What do you think is really at the end of a rainbow?

I'd like to think it's Lucky Charms!

What courses in high school prepared you for this field?

All of the sciences, biology, chemistry and physics as well as math.

Where did you go to university/college?

I attended Memorial University of Newfoundland. They have some great marine biology field courses.

How did you decide where to go?

I wanted to spend my first year close to home, after that I realized what better place to study marine biology than in a place surrounded by the sea such as Newfoundland.

On a scale of 1-10, how good looking are you?

Let's say 8, however after hours of fish sampling it's closer to 1!

Was there extra training required for this career after you finished university? If so, what?

Most of my training is learned on the job, there's no better way to learn than hands on! I've taken training seminars for analysis software. There are courses in safety training which I complete as well, first aid, WHIMS, Transportation of Dangerous Goods as well as a Marine Emergency Duties course required for offshore work.

What is the coolest part of your job?

I have to say the coolest part of my job is when I get to spend my days on the water, not many people can say that their office is the ocean. Also the fact that I'm doing something different every day is pretty cool.

What's the most annoying thing about you?

If a friend calls while I'm watching TV, they tend to get ignored, I totally zone everybody out.

What's the worst part of your job?

The first days during an offshore trip is usually rough, especially during the winter...and night shifts.

Ooooops! Everyone makes mistakes so what was the dumbest thing you've ever done at work?

I once forgot to pack a key piece of equipment for field work. That's when I learned the importance of lists!

If you were to sing a song at a karaoke bar, what would it be?

I try not to expose other people to my singing.

Any advice that you would give others seeking a similar career?

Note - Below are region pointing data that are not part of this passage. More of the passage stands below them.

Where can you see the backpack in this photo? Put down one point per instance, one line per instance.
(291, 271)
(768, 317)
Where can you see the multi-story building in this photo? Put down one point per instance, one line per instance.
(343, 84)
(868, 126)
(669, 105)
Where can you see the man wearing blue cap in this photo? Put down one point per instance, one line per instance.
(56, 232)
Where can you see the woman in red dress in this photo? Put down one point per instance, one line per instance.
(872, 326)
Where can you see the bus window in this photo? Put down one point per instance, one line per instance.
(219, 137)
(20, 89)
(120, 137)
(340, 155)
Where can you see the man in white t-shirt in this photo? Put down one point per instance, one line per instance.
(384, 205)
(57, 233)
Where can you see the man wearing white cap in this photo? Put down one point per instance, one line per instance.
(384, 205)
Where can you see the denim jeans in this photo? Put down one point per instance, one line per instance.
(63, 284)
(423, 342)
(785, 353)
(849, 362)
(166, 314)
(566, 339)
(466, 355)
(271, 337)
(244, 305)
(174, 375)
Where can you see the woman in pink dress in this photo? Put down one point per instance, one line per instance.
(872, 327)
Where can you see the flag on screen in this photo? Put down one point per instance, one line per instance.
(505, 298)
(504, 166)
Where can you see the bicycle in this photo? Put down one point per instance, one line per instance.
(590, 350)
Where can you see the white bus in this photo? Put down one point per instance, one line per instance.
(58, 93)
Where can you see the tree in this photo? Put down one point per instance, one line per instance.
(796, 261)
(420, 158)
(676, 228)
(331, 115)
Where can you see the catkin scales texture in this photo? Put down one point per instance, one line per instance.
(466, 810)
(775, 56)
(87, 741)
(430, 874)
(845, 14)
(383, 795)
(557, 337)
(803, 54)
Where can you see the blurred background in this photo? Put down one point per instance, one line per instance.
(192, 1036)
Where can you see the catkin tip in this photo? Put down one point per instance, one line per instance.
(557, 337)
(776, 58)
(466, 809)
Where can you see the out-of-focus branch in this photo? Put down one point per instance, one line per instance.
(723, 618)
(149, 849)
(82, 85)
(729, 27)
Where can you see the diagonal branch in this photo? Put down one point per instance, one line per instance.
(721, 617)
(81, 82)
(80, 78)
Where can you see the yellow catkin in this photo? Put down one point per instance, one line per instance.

Volunteering for research work, or taking part-time student jobs with researchers is a great way to get references and gain experience. You will also learn what you like and don't like.

What are some great web links or references for someone interesting in reading up more about this career?

Memorial University

Department of Biology

Sea Grant

Basically any university with a good biology program, look for field-based courses. And research that interests you.


Susan is based in WWF-Canada’s St. John’s, NL office. As a Fisheries Conservation Advisor with WWF since 2007, she now manages WWF’s Smart Fishing Initiative work in NL and works with local and international management authorities and the seafood industry to develop, promote and assist with effective implementation of fisheries improvement measures, specifically those related to the recovery of Atlantic cod stocks in the NL region and on the Grand Banks. Before joining WWF, Susan was the Chief Research Technician for the Fisheries Conservation Chair of Memorial University in St. John's and acted as an advisor for WWF-Canada. Susan received her Bachelor of Science degree in marine biology and Masters of Science in fisheries science at Memorial University. Susan's previous work and research publications include fisheries acoustics, reproduction and stock assessment studies of North Atlantic cod.